Il y aurait aussi un
travail important à mener sur l’intuition mathématique chez les enfants de
maternelle et de primaire, car c’est en agissant dès les petites classes qu’on
peut compenser les difficultés d’enfants issus de milieux défavorisés.
Par ailleurs, plusieurs
recherches ont démontré les bénéfices d’une intervention auprès des parents,
une approche qui n’existe quasiment pas au sein de l’éducation nationale.
Accueillir les parents à l’école pour leur expliquer ce qu’on fait avec leurs
enfants décuple l’efficacité pédagogique.

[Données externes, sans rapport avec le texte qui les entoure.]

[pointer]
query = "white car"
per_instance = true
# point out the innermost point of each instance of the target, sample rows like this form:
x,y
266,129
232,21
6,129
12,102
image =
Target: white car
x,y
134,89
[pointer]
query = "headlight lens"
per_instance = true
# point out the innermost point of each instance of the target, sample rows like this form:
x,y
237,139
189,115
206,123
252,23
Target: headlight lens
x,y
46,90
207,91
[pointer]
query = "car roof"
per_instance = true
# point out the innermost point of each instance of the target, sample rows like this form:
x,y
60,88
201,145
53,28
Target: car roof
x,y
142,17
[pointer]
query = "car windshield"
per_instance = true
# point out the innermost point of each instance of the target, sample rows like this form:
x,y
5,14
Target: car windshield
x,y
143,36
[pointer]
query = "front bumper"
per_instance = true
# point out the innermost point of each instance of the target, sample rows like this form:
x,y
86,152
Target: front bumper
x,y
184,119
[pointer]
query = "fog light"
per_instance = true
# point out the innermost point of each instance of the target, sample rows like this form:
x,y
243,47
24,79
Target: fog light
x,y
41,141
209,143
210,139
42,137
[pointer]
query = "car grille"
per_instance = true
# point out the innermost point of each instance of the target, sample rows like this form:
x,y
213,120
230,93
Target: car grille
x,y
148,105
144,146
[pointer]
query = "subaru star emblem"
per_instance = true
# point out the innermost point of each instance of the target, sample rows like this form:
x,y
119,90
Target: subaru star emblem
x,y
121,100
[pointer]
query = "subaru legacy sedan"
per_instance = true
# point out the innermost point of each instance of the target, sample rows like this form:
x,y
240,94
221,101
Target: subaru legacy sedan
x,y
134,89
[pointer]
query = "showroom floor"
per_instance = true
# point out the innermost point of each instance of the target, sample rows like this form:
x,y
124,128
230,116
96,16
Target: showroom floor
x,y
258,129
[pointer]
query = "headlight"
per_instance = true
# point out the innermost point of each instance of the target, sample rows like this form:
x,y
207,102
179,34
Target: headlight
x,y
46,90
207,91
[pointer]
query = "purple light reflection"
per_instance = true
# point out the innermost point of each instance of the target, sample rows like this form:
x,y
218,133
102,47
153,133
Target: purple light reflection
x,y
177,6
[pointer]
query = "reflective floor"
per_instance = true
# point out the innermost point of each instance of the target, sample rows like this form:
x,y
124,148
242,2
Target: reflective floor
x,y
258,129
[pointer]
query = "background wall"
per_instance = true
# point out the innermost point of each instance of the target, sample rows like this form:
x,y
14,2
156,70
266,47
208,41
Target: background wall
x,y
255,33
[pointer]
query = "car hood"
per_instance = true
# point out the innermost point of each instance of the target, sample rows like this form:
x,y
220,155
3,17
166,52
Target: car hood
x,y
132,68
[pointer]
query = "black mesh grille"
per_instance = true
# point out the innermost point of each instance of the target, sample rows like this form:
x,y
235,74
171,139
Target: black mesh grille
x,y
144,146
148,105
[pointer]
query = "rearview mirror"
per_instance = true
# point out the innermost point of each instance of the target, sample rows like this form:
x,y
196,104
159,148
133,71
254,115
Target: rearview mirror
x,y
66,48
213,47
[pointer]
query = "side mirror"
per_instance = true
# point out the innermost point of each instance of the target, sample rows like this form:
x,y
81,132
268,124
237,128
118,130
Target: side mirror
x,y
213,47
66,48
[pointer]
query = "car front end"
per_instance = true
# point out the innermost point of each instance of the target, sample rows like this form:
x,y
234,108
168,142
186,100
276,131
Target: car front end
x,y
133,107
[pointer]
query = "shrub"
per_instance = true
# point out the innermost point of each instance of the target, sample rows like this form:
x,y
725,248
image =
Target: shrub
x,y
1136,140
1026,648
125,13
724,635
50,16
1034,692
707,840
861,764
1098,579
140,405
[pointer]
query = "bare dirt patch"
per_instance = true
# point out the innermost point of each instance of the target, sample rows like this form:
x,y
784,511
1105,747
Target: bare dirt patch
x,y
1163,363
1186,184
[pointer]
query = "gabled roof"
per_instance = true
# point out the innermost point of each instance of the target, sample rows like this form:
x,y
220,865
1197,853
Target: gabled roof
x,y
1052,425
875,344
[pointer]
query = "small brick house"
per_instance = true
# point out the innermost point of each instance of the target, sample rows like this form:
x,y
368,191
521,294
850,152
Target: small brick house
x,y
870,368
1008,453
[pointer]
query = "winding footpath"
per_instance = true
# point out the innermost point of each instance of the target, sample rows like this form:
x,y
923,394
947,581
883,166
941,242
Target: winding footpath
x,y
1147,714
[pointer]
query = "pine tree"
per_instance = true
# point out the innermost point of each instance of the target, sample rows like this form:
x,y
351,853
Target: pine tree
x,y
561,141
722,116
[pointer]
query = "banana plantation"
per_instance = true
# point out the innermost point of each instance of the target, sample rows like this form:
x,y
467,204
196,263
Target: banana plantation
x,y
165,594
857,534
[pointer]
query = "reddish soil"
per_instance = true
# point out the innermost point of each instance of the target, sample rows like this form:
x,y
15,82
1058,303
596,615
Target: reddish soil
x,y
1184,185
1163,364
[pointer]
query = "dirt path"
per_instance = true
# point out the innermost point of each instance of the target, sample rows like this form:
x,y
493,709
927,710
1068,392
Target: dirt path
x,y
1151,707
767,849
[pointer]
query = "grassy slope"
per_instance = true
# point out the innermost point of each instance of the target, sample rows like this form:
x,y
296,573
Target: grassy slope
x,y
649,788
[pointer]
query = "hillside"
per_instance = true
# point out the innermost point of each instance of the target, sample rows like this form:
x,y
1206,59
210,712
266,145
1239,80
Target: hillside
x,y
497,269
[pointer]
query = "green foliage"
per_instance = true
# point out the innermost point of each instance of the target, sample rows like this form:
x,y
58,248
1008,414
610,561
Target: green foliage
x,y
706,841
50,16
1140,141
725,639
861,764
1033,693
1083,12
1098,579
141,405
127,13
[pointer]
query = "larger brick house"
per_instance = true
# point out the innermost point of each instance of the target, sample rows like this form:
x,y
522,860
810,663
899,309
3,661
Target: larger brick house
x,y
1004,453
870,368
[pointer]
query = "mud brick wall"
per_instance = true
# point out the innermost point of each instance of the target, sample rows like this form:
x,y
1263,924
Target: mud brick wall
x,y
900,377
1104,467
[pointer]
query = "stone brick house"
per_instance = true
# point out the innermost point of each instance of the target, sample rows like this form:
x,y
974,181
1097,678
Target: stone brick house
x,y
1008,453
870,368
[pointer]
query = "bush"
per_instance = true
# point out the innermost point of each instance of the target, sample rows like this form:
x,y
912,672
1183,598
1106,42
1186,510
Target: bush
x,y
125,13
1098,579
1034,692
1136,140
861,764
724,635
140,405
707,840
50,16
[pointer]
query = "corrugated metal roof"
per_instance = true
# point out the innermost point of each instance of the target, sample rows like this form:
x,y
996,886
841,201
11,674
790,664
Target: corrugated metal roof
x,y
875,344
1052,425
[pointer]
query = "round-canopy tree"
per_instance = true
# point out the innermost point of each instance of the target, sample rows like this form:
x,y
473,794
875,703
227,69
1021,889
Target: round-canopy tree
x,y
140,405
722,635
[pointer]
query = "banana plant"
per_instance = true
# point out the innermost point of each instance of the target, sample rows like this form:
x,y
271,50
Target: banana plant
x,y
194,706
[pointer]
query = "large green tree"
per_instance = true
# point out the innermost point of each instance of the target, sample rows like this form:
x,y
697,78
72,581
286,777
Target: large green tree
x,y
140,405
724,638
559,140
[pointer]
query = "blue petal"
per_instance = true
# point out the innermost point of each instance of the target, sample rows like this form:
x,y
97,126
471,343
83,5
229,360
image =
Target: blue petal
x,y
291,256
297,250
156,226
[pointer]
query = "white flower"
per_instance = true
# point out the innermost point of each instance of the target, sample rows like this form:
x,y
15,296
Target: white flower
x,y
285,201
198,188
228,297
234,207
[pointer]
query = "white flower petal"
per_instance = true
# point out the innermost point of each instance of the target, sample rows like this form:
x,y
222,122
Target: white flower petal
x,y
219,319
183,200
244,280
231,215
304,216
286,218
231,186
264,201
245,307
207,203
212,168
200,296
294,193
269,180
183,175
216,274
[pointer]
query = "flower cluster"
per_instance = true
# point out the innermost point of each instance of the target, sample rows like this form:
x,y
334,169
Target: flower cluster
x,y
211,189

L’intérêt des tablettes et autres outils numériques dans les
apprentissages fait l’objet de débats, quelle est votre position ?
En lui-même, l’objet
tablette n’a rien de pédagogique, il peut même être distrayant, voire addictif…
C’est le contenu pédagogique des logiciels qui est déterminant. Les éditeurs de
jeux vidéo savent rendre un jeu attrayant, mais n’ont guère de notions
cognitives. Quand nous avons conçu nos deux jeux arithmétiques, la course aux
nombres et l’attrape-nombres, nous avons intégré de nombreux principes :
la correspondance entre le nombre et l’espace, la notion d’approximation… Ces
deux logiciels, ainsi qu’un autre portant sur la lecture, vont être évalués à
grande échelle, chez un millier d’enfants en 2017 et autant en 2018.
Nous avons d’autres projets de logiciels pour apprendre : un dans le
domaine de la géométrie, un autre pour les pays en voie de développement. Il y
a là des voies très intéressantes à explorer, qui nécessitent une étroite
collaboration entre chercheurs et éditeurs, suivie d’une évaluation rigoureuse.